Booklet: Business Continuity Planning
Section: Risk Management
Subsection: Business Continuity Plan Development
 

 

 

 

 

 

Action Summary additional information.

The BIA and risk assessment represent the foundation of the BCP. The BCP should be written on an enterprise-wide basis, reviewed and approved by the board and senior management at least annually, and disseminated to financial institution employees for timely implementation.additional information. All financial institutions should develop a BCP that documents business continuity strategies and procedures to recover, resume, and maintain all critical business functions and processes.

Some financial institutions may choose to develop their BCP internally, while others may choose to outsource the development and maintenance of their BCP. While outsourcing BCP development may be a viable option, the board and management are ultimately responsible for implementing and maintaining a comprehensive BCP. Therefore, financial institution management should understand the business impact of potential threats, have the ability to implement mitigating controls, and ensure that the BCP can be properly executed by financial institution personnel and validated through comprehensive testing. When outsourcing BCP development, management should ensure that the chosen service provider has the expertise required to analyze the financial institution’s business needs. The service provider should also be able to design executable strategies that are relevant to the financial institution’s risk environment, create education and training programs necessary to achieve successful deployment of the BCP, and integrate necessary changes so that the BCP is properly updated.

A well-written BCP should describe the various types of events that could prompt the formal declaration of a disaster and the process for invoking the BCP. It should also describe the responsibilities and procedures to be followed by each continuity team, have current contact lists of critical personnel, address communication processes for internal and external stakeholders, identify relocation strategies to alternate facilities, and include procedures for approving unanticipated expenses.

The BCP should specifically describe the immediate steps to be taken during a disruption in order to maintain the safety of personnel and minimize the damage incurred by the institution. The BCP should include procedures to execute the plan’s priorities for critical versus non-critical functions, services, and processes. Specific procedures to follow for recovery of each critical business function should be developed so that employees understand their role in the recovery process and can implement the BCP in a timely manner.
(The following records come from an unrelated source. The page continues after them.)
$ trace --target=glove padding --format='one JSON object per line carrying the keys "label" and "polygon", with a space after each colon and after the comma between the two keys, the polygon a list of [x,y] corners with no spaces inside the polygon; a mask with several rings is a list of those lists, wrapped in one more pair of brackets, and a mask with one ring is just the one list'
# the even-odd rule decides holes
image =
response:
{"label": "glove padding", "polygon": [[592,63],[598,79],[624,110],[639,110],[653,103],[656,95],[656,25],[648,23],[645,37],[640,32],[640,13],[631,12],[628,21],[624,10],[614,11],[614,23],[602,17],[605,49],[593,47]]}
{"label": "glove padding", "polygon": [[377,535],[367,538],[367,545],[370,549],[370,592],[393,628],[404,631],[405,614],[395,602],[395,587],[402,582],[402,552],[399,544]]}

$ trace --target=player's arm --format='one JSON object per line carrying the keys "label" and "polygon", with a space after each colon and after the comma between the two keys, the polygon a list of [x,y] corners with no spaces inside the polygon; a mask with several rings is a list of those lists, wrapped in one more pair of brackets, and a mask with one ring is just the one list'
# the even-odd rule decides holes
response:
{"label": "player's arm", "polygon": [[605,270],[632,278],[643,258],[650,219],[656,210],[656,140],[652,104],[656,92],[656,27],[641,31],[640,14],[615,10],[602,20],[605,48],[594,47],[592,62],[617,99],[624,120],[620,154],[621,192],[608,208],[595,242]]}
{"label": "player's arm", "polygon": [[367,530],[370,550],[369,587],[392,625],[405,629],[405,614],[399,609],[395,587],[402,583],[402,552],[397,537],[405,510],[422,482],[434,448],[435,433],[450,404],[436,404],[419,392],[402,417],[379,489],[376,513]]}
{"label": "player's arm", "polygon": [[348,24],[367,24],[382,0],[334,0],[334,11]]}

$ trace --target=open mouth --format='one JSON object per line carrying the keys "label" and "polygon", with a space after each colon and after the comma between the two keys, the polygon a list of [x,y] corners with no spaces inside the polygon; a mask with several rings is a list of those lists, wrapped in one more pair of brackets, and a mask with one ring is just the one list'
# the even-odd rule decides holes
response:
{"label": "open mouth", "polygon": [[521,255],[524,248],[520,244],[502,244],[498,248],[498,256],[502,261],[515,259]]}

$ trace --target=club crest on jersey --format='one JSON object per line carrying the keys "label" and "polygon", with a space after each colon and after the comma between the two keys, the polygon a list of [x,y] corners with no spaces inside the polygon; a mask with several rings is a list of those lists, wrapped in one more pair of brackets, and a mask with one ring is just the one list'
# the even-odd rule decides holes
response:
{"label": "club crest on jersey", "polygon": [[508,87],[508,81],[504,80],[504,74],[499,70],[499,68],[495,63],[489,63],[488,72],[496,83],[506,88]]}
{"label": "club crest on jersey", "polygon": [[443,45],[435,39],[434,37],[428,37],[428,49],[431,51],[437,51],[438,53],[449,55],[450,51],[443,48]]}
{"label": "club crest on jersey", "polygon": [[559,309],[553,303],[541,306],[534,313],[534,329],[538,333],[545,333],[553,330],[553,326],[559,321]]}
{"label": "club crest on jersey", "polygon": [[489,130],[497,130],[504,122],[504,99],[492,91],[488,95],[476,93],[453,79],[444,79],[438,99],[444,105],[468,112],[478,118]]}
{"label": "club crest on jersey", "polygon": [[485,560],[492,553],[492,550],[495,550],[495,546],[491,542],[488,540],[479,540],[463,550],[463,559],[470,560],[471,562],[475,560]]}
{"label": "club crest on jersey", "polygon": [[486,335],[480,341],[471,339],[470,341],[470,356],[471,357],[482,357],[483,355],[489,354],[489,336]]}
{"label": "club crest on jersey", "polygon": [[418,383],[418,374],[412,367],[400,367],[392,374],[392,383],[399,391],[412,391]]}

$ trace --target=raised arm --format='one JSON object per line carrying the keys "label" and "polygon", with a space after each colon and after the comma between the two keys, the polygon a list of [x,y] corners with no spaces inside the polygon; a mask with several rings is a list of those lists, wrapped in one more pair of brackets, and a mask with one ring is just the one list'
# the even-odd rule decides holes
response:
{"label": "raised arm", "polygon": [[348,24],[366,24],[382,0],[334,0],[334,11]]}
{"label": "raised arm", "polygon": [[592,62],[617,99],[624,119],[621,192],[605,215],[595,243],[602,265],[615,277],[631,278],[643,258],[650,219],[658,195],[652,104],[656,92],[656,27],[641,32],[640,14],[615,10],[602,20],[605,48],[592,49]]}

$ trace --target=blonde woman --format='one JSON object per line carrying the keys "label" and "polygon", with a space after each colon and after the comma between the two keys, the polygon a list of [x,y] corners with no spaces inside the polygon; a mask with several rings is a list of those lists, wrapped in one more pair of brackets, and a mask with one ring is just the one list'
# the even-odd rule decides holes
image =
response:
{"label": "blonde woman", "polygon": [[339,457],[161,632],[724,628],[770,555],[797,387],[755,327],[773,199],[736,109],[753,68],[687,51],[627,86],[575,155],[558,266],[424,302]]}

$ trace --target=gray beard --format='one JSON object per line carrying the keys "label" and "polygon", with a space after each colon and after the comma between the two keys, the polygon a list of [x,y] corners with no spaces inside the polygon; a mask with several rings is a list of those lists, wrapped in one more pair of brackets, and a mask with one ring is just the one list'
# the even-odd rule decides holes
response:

The BIA and risk assessment should be integrated into the written BCP by incorporating identified changes in internal and external conditions and the impact of various threats that could potentially disrupt operations rather than on specific events that may never occur. Examples of the potential impact of various threats include the following:

  • Critical personnel are unavailable and they cannot be contacted;
  • Critical buildings, facilities, or geographic regions are not accessible;
  • Equipment (hardware) has malfunctioned or is destroyed;
  • Software and data are not accessible or are corrupted;
  • Third-party services are not available;
  • Utilities are not available (power, telecommunications, etc.);
  • Liquidity needs cannot be met; and
  • Vital records are not available.

Assumptions

When developing the BCP, financial institutions should carefully consider the assumptions on which the BCP is based. Institutions should not assume a disaster will be limited to a single facility or a small geographic area. Additionally, institutions should not assume they will be able to gain access to facilities or that critical personnel (including senior management) will be available immediately after the disruption. Public transportation systems such as airlines, railroads, and subways also may not be operating, and telecommunication systems may be overburdened and unavailable.

Internal and External Components

A BCP consists of many components that are both internal and external to a financial institution. An effective BCP coordinates across its many components, identifies potential process or system dependencies, and mitigates the risks from interdependencies.additional information. The activation of a continuity plan and restoration of business in the event of an emergency depends on the successful interaction of these various components. The overall strength and effectiveness of a BCP can be decreased by its weakest component. Internal components that should be addressed in the BCP to ensure adequate recovery of business operations may include interdependencies between various departments, business functions, and personnel within the institution. These interdependencies can also include single points of failure with internal telecommunications and computer systems. External components that can negatively affect the timely recovery of business operations and that should be addressed in the BCP may include interdependencies with telecommunications providers, service providers, customers, business partners, and suppliers.

Mitigation Strategies

Management should develop comprehensive mitigation strategies to resolve potential problems that may result from internal and external interdependencies. Mitigation strategies will depend upon the results of the BIA and risk assessment, but should always ensure that processing priorities can be adequately implemented and that business operations can be resumed in a timely manner. The following represent examples of appropriate mitigation strategies:

  • Strengthening the physical facility using dependable construction materials;
  • Establishing redundant vendor support;
  • Establishing media protection safeguards and comprehensive data back-up procedures;
  • Implementing redundant or alternative power sources, communication links, data back-up technologies, and data recovery methods;
  • Increasing inventories of critical equipment;
  • Installing fire detection and suppression systems; and
  • Purchasing and maintaining adequate reserves of food, water, batteries, and medical supplies.

Once the BCP is complete, the viability of the plan must be assessed as part of the risk monitoring and testing step, which involves the development, execution, evaluation, and assessment of a testing program. The testing program is then used to update the BCP based on issues identified as part of the testing process.